Мой дядя Зак сам управляет паромом так рано поутру, и я рада, нет Зандера, иначе мне пришлось бы объяснять ему, что Скип подстроил какую-то подлянку и позвонил мне, чтобы спровоцировать меня на реакцию. Хотя можно ли считать это ловушкой, если ты знаешь, что идешь прямо в нее?

Зандер все представит в мрачном свете.

А мне надо проверить Драконий багряник. Он — главная фишка фестиваля. Весь фестиваль устраивается в основном ради этих деревьев. Я лучше позволю Скипу облить меня свиной кровью, или что он там еще задумал, чем дам ему испортить мне утро переживаниями за деревья.

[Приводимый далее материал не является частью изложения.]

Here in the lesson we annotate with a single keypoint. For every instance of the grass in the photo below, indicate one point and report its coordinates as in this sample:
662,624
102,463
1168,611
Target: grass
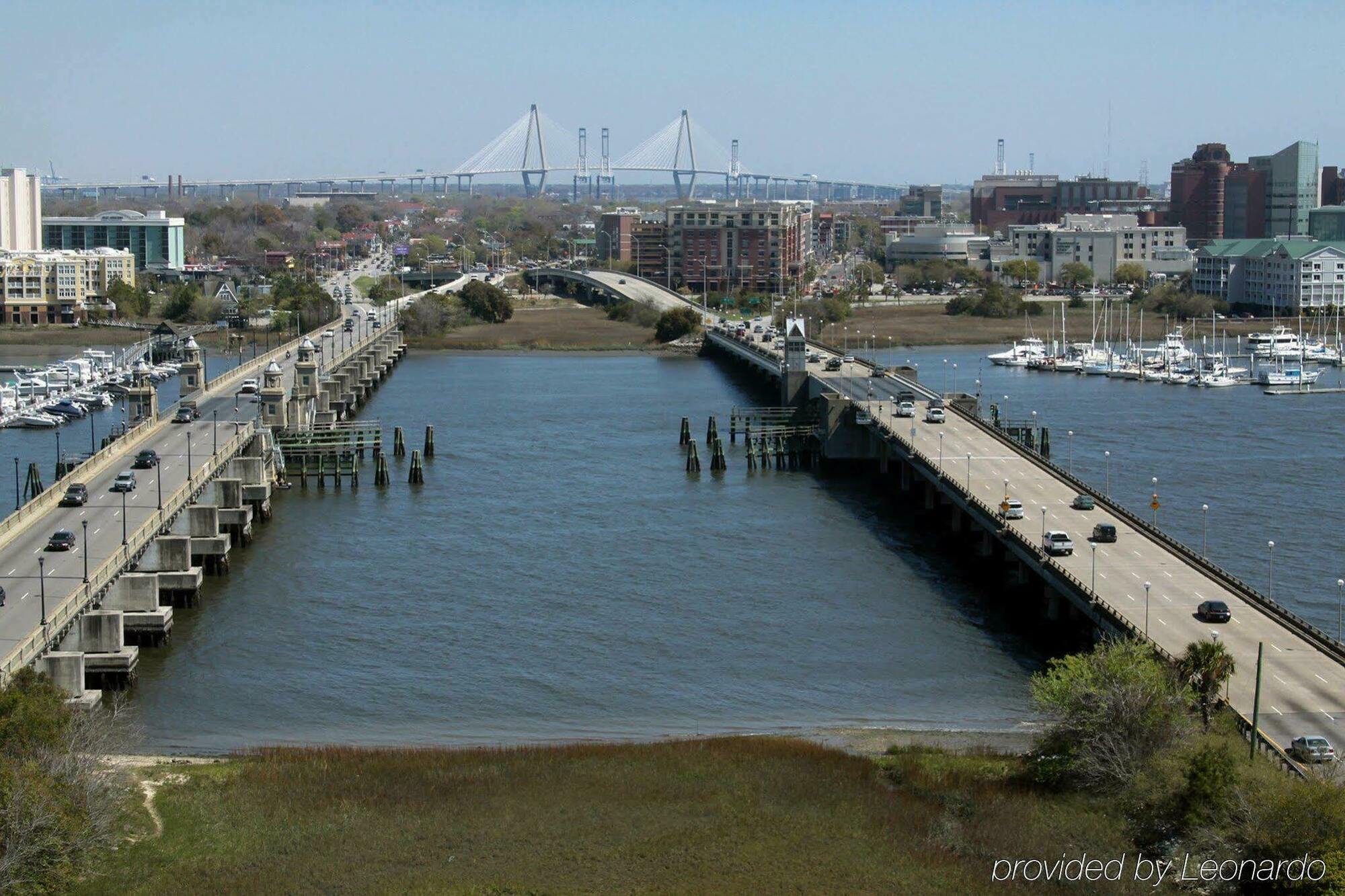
574,327
930,326
732,814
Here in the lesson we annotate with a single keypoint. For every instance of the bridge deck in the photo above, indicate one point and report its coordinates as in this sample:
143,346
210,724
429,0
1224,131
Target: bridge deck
1303,685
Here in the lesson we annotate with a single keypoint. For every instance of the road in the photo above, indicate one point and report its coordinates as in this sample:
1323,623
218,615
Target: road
1303,689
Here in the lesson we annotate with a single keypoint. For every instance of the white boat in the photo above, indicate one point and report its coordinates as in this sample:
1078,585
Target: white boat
1281,343
1020,354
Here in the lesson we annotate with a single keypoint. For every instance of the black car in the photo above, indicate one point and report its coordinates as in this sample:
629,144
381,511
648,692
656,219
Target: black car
61,540
1214,611
1105,533
77,495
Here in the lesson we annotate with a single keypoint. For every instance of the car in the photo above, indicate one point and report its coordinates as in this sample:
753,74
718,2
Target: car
1312,748
77,495
1214,611
61,540
1058,544
1105,533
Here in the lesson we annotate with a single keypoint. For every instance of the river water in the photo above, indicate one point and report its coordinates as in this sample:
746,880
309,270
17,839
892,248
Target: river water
560,576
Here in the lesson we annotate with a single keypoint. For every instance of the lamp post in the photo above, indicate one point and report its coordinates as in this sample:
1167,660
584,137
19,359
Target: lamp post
1147,610
1270,592
1204,530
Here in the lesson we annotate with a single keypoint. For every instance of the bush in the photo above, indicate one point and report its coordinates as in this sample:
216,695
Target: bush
676,323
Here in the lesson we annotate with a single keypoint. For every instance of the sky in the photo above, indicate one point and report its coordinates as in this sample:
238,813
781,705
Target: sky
875,92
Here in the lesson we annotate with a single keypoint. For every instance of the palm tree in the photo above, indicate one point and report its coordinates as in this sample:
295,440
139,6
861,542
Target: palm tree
1206,666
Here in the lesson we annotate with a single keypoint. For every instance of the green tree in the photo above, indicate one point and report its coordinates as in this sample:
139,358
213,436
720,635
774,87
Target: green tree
1110,710
1075,274
677,323
1206,666
1130,274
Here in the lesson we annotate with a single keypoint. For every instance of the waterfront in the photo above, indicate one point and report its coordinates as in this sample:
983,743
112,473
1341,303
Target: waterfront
560,576
1268,466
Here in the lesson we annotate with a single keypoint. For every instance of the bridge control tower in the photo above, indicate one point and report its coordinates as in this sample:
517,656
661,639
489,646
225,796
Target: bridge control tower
275,412
794,380
193,370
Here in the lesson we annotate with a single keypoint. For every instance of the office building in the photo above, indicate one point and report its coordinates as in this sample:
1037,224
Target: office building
753,245
1102,243
1327,224
1282,276
154,239
21,210
60,287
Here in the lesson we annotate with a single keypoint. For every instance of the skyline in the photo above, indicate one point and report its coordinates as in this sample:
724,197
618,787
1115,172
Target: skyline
882,95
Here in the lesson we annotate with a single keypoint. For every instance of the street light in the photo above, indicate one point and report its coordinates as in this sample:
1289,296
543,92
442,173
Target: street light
1272,569
1204,530
1147,610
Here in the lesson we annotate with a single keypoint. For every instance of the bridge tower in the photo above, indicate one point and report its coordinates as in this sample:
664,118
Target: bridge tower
794,378
582,171
274,408
193,370
684,138
605,171
143,396
535,139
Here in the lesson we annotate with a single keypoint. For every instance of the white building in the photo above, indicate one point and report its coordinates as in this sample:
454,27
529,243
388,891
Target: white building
1102,243
938,241
21,210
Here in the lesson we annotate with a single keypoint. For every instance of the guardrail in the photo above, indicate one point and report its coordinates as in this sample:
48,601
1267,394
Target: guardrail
68,610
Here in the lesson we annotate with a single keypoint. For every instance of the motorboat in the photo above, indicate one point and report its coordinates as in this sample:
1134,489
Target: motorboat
1020,354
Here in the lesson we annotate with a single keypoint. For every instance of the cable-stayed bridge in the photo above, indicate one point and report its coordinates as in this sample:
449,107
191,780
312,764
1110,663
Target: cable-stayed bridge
535,147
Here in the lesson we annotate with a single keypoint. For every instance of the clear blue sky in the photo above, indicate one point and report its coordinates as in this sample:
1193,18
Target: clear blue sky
891,92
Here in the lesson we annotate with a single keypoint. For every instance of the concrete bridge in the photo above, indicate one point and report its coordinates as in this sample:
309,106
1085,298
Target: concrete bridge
1145,584
83,615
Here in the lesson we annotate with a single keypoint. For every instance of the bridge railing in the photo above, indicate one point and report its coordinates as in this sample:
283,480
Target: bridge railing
79,600
1097,600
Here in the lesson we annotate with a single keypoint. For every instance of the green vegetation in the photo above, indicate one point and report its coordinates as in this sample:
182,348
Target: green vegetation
59,803
677,323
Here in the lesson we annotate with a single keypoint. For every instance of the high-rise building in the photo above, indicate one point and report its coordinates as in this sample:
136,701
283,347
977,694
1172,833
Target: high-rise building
1295,188
154,239
753,245
21,210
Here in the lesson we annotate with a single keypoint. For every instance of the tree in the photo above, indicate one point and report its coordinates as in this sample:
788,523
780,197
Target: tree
677,323
1075,274
1206,666
1110,710
1022,270
1130,274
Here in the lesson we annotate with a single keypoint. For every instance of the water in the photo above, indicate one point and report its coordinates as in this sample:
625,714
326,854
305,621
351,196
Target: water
560,576
1268,466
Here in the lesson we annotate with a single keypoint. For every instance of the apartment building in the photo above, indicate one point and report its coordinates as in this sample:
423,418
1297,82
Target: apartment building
753,245
60,287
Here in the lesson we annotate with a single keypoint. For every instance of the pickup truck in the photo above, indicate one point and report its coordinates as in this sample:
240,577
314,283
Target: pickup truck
1056,544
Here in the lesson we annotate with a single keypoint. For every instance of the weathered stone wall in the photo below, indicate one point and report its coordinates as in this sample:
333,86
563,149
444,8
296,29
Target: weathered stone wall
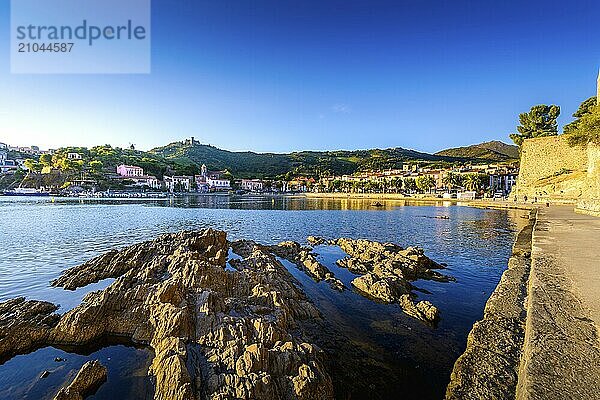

К тому же вряд ли меня ждет нечто серьезное. Если бы Скип хотел причинить мне вред, он бы сделал это много лет назад. Но он трус.

А я — нет.

— С ранним добрым утром тебя, Эм, — приветствует меня дядя Зак. На парковке у пирса стоят всего две машины, а я — единственный пешеход.

Надо было взять кофе с собой.

— Я хотела проверить багряники до того, как открою книжный.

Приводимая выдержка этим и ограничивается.